4. Plaintiff’s Return to Work and June 14, 2022 Complaint On June 9, 2022, Holley returned from his paternity leave and continued to struggle with punctuality, appearing late to eighteen of his shifts between his return date and July 6, 2022. SOAF ¶¶ 140–41. Shortly after his return, on June 14, 2022, Holley emailed Morales to convey a new “hostile work environment” complaint, this time relating to an incident involving Young. Id. ¶¶ 142–43. Holley alleged that Young became “agitated” with him because he believed Holley had not completed a project assigned by Cavuto, and that this agitation was rooted in Thompson and Young’s desire to have Holley fired. Id. ¶ 144. According to Holley, Young’s “interaction with [him] was a demonstration of the continued harassment and retaliation [he has] to endure to this day,” and “fellow coworkers [had] approached [him] and asked why [he’s] being treated this way
and informed [him] of comments made by leadership such as ‘we’ve tried everything to get him fired.’” CTDI SJ Ex. 20 (ECF No. 30-12 at 228). Morales held a meeting with Holley on June 21, 2022 in which she offered two additional positions: one second-shift position in CTDI’s Swedesboro, New Jersey facility, the other, a first- shift position in CTDI’s Logan, New Jersey facility. SOAF ¶ 145. Holley again refused both positions, this time because he preferred a different schedule, did not want to take a cut in pay, and did not want to cross the bridge into New Jersey daily. Id. ¶¶ 147–49. E. Plaintiff’s Final Warning and Termination By July 6, 2022, just over four months after receiving his Second Warning for attendance and despite his paternity leave, Holley incurred 27 additional attendance infractions.
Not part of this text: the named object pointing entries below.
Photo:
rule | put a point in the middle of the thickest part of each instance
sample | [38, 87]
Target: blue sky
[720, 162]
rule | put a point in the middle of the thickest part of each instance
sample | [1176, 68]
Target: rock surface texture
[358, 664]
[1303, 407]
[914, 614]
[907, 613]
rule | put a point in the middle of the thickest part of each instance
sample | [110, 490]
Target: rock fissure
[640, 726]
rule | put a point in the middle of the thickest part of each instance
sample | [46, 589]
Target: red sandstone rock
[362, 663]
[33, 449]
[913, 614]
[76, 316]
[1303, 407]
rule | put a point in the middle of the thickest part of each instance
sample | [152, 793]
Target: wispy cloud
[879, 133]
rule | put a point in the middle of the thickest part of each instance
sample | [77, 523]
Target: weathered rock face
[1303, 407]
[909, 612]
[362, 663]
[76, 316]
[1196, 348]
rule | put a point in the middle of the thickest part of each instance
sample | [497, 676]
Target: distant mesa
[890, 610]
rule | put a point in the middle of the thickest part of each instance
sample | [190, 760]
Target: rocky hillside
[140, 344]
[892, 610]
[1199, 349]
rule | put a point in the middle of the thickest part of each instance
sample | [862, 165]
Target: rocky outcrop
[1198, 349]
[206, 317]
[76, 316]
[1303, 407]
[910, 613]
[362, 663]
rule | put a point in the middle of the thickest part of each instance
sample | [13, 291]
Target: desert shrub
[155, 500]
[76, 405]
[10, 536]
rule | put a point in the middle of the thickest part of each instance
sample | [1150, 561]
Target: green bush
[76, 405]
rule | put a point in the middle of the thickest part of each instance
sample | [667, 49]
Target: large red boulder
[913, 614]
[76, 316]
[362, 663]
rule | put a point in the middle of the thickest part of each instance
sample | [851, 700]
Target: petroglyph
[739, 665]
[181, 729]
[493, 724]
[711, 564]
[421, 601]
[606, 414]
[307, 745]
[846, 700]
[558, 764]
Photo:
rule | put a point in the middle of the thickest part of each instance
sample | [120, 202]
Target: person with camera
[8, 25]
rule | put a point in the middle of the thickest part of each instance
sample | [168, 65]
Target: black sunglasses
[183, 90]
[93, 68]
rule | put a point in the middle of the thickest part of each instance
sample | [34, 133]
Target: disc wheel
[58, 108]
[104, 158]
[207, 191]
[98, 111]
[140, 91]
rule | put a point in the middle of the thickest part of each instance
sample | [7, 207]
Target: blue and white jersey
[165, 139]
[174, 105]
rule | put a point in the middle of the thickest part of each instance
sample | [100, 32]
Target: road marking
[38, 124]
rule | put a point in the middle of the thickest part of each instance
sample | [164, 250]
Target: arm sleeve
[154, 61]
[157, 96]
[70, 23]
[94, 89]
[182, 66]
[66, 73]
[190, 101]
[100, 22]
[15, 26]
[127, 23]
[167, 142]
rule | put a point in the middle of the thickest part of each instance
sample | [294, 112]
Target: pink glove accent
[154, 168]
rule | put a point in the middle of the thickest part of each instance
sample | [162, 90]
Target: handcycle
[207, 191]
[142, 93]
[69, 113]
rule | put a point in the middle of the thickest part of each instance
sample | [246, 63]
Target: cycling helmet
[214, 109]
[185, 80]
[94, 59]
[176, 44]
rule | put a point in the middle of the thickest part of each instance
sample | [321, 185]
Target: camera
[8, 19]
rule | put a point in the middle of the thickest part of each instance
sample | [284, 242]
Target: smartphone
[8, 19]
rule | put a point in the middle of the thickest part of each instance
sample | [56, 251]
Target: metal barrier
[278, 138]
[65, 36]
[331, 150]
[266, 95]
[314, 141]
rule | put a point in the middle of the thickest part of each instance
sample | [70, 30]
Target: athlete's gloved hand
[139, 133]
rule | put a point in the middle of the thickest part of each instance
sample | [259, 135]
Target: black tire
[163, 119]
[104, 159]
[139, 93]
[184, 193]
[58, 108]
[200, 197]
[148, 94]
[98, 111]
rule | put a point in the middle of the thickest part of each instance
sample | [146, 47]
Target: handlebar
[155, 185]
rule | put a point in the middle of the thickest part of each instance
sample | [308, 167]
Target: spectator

Id. ¶ 152. As a result, Morales met with Holley to issue a Final Warning, which Holley reviewed and signed.
Id. ¶ 154. The Final Warning specified that Holley was “offered five (5) positions in the last (3) months, three (3) of those were twenty-five (25) minutes closer to [Holley’s] home, [and] all of which [Holley] declined.” Id. ¶ 153.8 Morales further stated in the written Final Warning that Holley was “also given the opportunity to come in up to an hour later to accommodate [his] start time but also declined.” Id. Following this meeting, Holley understood that continued lateness would be met with termination. Id. ¶ 155. On July 7, 2022, Holley was late to work once more. Id. ¶ 156. Morales alerted Jerry Strain (“Strain”), the “Director of Employee Relations” at CTDI, that she would request termination of Holley’s employment the following week, id. ¶ 157, and by July 13, 2022, Holley had incurred an additional four lateness violations since his July 6, 2022 Final Warning. Id. ¶ 159.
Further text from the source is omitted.